The activity-dependent fluctuations in the external calcium level predicted by our simulations, as well as experimental measurements of external calcium changes, support the possibility that these external calcium sensors are actually used to signal among cells. Consequently, we suggest that external calcium has a pervasive, fluidlike influence throughout the interstices of the mammalian nervous system, allowing the spaces between neurons and glia to play a fundamental role in the computations carried out in the brain.


    ACKNOWLEDGMENTS

We thank Drs.
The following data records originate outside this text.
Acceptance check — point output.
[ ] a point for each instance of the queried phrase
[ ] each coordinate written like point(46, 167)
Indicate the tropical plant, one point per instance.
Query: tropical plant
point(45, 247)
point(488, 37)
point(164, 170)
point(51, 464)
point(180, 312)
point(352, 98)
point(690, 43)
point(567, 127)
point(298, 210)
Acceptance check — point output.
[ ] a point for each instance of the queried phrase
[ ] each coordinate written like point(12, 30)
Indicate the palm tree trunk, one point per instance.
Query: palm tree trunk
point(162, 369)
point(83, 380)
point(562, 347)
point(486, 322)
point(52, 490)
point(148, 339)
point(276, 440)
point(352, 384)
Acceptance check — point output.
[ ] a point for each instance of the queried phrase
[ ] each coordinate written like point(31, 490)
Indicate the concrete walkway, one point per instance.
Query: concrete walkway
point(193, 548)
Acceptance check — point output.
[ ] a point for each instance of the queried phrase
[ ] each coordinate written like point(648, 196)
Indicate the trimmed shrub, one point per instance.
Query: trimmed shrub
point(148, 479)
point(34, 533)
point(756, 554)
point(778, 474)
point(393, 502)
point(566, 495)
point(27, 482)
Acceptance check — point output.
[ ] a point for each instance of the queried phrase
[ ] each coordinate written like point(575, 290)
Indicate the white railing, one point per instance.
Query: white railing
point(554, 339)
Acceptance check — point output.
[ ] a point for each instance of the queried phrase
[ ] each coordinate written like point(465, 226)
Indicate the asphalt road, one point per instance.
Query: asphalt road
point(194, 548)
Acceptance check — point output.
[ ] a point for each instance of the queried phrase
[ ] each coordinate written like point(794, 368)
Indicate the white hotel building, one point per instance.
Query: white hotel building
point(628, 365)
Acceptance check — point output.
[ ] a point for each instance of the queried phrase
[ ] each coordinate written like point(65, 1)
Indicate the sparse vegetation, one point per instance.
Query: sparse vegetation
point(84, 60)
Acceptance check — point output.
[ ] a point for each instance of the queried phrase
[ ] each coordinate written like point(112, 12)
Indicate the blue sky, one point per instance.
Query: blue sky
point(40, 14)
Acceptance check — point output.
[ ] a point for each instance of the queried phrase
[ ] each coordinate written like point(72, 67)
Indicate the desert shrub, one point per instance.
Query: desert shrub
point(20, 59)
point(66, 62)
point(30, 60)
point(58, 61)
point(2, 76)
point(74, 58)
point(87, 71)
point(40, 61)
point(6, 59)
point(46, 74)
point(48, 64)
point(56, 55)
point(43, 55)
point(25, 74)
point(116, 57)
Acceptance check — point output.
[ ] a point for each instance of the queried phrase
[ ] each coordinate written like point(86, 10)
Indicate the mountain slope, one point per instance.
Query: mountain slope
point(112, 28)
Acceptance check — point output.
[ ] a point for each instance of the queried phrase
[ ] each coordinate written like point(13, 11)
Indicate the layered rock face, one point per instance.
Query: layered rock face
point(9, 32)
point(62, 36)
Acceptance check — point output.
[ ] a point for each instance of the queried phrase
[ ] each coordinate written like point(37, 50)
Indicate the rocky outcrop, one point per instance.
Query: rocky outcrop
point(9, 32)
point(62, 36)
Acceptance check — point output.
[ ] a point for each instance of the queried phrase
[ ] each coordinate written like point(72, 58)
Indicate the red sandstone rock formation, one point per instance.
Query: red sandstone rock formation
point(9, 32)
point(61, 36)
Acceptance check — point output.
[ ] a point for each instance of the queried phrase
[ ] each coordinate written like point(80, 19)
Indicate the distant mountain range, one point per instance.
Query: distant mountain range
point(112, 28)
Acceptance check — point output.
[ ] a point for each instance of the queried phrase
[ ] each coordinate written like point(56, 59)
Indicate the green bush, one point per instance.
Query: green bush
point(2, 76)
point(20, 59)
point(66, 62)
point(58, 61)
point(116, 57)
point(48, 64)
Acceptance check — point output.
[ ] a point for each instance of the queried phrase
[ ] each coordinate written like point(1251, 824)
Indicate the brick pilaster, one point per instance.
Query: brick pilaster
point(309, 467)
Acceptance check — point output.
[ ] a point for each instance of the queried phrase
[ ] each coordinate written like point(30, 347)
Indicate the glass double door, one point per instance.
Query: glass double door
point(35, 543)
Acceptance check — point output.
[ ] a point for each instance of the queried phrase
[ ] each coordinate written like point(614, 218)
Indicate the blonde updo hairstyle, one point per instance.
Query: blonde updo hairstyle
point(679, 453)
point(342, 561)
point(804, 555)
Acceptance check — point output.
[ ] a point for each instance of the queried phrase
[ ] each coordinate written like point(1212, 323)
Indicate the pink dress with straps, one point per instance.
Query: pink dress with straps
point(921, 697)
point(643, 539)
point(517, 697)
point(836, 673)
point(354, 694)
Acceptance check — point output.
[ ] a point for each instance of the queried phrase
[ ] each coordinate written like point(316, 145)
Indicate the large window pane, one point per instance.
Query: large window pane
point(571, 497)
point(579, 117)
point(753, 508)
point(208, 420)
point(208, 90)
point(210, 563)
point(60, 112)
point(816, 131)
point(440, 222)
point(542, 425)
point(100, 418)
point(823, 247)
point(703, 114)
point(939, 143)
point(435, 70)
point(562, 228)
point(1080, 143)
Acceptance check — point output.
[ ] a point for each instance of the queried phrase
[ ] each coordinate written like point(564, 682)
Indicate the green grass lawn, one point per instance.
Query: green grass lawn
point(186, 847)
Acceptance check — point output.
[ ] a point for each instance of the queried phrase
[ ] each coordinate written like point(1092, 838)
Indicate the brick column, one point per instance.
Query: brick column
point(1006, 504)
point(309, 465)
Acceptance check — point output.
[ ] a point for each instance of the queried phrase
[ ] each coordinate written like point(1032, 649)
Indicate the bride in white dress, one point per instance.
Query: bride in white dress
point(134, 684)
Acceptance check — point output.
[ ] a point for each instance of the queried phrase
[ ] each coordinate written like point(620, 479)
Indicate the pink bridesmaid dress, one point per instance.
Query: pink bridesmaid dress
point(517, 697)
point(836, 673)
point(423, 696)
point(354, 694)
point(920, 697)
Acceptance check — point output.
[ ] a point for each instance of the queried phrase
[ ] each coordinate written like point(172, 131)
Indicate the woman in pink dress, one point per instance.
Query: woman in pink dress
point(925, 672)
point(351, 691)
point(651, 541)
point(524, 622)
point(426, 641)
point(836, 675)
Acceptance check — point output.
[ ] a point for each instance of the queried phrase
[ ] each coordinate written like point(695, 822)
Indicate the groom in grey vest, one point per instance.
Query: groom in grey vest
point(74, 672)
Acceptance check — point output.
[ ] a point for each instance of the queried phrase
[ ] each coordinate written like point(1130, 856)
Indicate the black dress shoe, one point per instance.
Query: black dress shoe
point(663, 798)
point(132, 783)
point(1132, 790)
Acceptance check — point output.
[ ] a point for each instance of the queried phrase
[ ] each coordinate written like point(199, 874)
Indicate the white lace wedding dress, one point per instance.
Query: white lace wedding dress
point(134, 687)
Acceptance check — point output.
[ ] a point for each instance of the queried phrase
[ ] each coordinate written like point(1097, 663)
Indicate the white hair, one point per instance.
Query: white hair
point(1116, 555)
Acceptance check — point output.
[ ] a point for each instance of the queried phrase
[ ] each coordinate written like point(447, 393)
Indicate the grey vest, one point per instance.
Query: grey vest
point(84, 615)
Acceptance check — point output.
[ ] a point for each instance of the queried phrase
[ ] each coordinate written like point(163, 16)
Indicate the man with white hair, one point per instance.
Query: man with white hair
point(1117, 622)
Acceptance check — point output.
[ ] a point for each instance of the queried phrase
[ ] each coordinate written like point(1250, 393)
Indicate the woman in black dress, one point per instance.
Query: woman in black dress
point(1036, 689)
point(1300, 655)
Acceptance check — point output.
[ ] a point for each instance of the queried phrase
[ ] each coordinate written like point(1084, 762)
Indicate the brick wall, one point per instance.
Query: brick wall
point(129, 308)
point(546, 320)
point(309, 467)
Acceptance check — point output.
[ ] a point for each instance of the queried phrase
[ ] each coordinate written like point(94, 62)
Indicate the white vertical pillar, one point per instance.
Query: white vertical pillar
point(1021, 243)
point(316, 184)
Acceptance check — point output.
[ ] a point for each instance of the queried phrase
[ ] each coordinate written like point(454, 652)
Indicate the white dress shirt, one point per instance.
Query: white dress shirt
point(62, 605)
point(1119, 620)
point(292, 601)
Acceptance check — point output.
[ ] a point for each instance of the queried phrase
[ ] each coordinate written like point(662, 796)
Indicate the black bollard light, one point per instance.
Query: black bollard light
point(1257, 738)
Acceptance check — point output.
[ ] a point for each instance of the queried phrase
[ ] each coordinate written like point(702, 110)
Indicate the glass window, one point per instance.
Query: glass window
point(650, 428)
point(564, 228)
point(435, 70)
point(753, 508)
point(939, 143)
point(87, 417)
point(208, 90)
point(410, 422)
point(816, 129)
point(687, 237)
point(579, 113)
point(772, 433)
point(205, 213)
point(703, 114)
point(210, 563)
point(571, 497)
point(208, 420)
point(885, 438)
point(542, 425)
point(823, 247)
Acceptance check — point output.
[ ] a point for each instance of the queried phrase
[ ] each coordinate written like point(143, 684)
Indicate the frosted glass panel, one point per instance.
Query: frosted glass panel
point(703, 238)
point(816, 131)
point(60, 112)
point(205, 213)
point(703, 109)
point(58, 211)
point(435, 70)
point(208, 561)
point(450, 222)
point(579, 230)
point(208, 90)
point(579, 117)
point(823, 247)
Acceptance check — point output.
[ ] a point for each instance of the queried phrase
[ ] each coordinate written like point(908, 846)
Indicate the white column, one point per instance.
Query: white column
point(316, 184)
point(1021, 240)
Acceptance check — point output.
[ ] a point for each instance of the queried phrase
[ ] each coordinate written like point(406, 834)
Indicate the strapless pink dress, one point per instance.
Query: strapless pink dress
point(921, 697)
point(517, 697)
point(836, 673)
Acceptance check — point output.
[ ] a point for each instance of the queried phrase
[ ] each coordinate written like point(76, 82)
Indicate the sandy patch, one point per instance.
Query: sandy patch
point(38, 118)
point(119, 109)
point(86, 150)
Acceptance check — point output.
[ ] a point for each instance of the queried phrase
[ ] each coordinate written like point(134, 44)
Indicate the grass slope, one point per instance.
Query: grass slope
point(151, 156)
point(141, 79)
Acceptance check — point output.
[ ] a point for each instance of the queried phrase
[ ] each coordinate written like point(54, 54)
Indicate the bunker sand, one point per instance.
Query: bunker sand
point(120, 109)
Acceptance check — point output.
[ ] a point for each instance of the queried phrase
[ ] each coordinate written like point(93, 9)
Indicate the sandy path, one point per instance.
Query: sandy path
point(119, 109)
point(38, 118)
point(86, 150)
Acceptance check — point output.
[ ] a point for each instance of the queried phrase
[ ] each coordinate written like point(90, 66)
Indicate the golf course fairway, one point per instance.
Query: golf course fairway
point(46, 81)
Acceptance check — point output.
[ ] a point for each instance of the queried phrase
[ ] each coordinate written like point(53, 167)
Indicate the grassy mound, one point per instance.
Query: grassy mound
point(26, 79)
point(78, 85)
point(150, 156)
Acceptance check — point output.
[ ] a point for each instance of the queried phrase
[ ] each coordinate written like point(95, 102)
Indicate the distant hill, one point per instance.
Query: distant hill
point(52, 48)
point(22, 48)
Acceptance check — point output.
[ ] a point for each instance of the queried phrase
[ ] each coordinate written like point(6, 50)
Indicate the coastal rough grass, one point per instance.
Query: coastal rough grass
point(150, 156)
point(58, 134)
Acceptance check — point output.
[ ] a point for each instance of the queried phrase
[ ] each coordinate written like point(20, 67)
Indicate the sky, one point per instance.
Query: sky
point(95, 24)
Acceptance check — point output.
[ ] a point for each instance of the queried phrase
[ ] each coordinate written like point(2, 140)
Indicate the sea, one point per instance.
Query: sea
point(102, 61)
Dan Johnson, Jeff Magee, Dax Hoffman, and Nick Poolos for generously sharing action potential data, calcium channel data, and technical expertise. We also gratefully acknowledge the helpful conversations and technical advice of Drs. David Jaffe and Costa Colbert. Figure 3 was provided by N. Poolos and D. Johnston.

This work was supported by the Center for Theoretical Neuroscience at Baylor College of Medicine, National Institutes of Health (NIH) Grants MH-52797 and DA-11723 (P. R. Montague), the United Negro College Fund/Merck Foundation and NIH grant MH-19547 (R. D. King), and the Biomedical Computation and Visualization Laboratory at Baylor College of Medicine (NSF-BIR-9412521). M. C. Wiest is a Kane Foundation Fellow and is supported by National Library of Medicine Grant 1T15LM07093 through the Keck Center for Computational Biology.


    FOOTNOTES

Address for reprint requests: P. R. Montague, Center for Theoretical Neuroscience, Division of Neuroscience, Baylor College of Medicine, One Baylor Plaza, Houston, TX 77030.

The costs of publication of this article were defrayed in part by the payment of page charges. The article must therefore be hereby marked "advertisement" in accordance with 18 U.S.C. Section 1734 solely to indicate this fact.

Received 7 July 1999; accepted in final form 20 October 1999.


    NOTE ADDED IN PROOF

Two recent experimental studies provided a direct demonstration of functional depletion of extracellular calcium in the clefts of individual synapses (Borst and Sakmann 1999; Stanley 2000). Borst and Sakmann (1999) also showed that synaptic calcium depletion leads to changes in synaptic transmission.